Alexander releva légèrement la tête.
—Je m'excuse pour t'avoir fui cette semaine, c'était idiot de ma part. Je dois arrêter de vouloir faire plaisir à mes parents, surtout maintenant qu'ils ne sont plus là.
—Avais-je mal agi ?
—Pas du tout, je ne voulais simplement pas prendre le risque de céder à mon envie.
—M'embrasser à nouveau n'est pas interdit tu sais. Je ne suis d'ailleurs pas contre.
Le jeune homme rit légèrement d'embarras et posa ses lèvres sur celle du céleste. Celui-ci répondit immédiatement à ce nouveau baiser. Alex avait décidé d'entamer une nouvelle vie, bien loin de son éducation religieuse. Il aimait cet homme, son ange, et comptait bien l'assumer.
Le lendemain matin, ce fut sous un soleil timide qu'il dût se rendre seul à l'étude notariale. Pour une fois, Alexander avait enfilé une chemise mais il regretta rapidement ce choix. Sa peau le démangeait et il avait visiblement maigri depuis la dernière fois où il l'avait portée. Stefaniel avait raison lorsqu'il l'incitait à se nourrir davantage. Déjà épuisé, il soupira, remonta la fermeture éclair de sa veste en cuir et poussa la porte du cabinet. Il fut accueilli par une charmante secrétaire dont il oublia le nom dans les secondes qui suivirent. Elle le conduisit dans le bureau où le notaire l'attendait déjà. Ce dernier, proche des cinquante ans, semblait porter le poids des années sur son visage. Il parla pendant bien trop longtemps, lisant ligne par ligne chacun des documents. L'informaticien avait l'impression de se trouver dans l'antichambre des Enfers, là où le temps devait probablement s'écouler au ralenti ; si bien qu'il poussa un soupir de soulagement bien peu discret lorsqu'il put enfin signer. Son cœur se serra lorsqu'il reposa le stylo, marquant officiellement un tournant dans sa vie. Le notaire le remercia de sa patience et Alex fut libéré de cette tâche ingrate. En fermant la porte de l'étude, il murmura tristement «adieu papa, adieu maman» et rentra à son appartement où l'attendait un ange inquiet. À peine eut-il posé un pied dans l'entrée, que ce dernier l'enlaça tendrement. Alexander se blottit contre lui, ne retenant plus les émotions de cette matinée difficile.

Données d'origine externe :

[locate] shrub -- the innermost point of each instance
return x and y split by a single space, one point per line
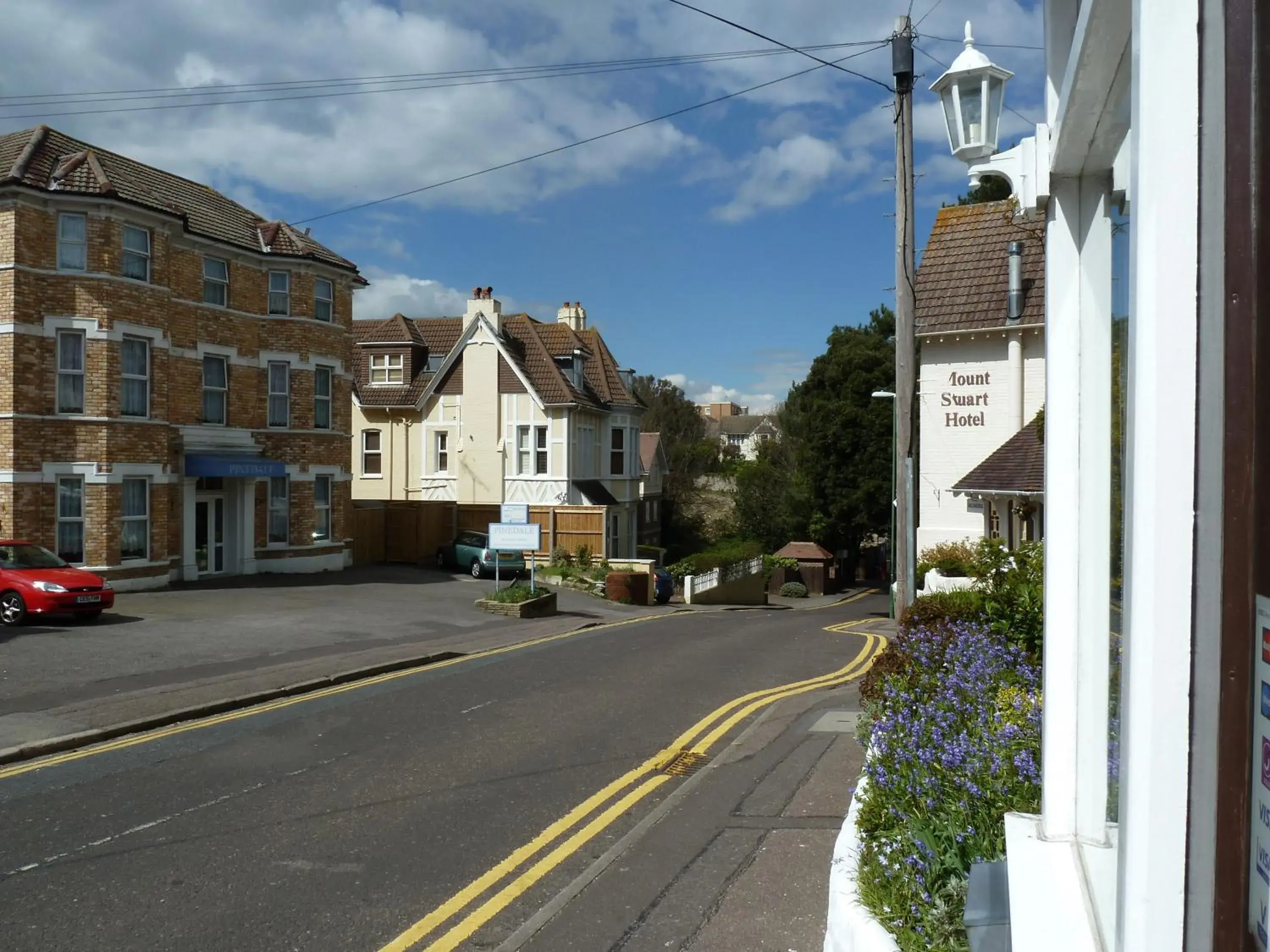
1013 587
954 738
514 594
944 608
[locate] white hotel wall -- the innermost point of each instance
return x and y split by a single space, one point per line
948 454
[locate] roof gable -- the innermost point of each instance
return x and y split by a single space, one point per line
49 160
964 277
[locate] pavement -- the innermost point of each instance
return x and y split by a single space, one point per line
185 648
671 784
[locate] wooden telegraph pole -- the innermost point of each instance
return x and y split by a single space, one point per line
906 349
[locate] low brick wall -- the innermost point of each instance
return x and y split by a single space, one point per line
534 608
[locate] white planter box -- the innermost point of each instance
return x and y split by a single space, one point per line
851 927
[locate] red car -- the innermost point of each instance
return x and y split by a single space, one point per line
36 582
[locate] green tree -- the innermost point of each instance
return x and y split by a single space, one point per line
991 188
840 436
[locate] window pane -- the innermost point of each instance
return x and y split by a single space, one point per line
133 544
279 414
70 541
72 228
135 398
214 407
214 372
70 393
214 294
135 497
70 352
279 374
136 357
136 239
70 499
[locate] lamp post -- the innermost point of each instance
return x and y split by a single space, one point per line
891 542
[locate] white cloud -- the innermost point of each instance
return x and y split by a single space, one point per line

En ce début du mois de mars, la neige disparut totalement, annonçant la fin d'un hiver particulièrement inamical. Installé sur sa terrasse, Alexander fixait l'ultime cigarette de son paquet. Pour sa santé, il devait arrêter. Absolument. Il ne devait plus narguer la Mort ainsi. De plus, il avait cru comprendre que cette senteur déplaisait à l'odorat sensible de Stefaniel, bien que celui-ci soit bien trop poli pour le faire remarquer directement. Après avoir fumé celle-ci, ça serait terminé. Plus de paquet, plus de dépense inutile, plus de dépendance. Il ferma les yeux et profita pleinement de ce dernier morceau de poison. L'informaticien avait pris cette mauvaise habitude à dix-huit ans, dans le but premier de diminuer le stress des examens et, par la même occasion, d'énerver ses parents. Par la suite, Lysa et Éléa l'avaient souvent réprimandé à ce propos, sans succès. Pour la première fois en neuf ans, il se sentait prêt à abandonner ce geste stupide et nocif. Sa motivation, elle, résidait dans deux orbes azur qui veillaient sur lui jour après jour.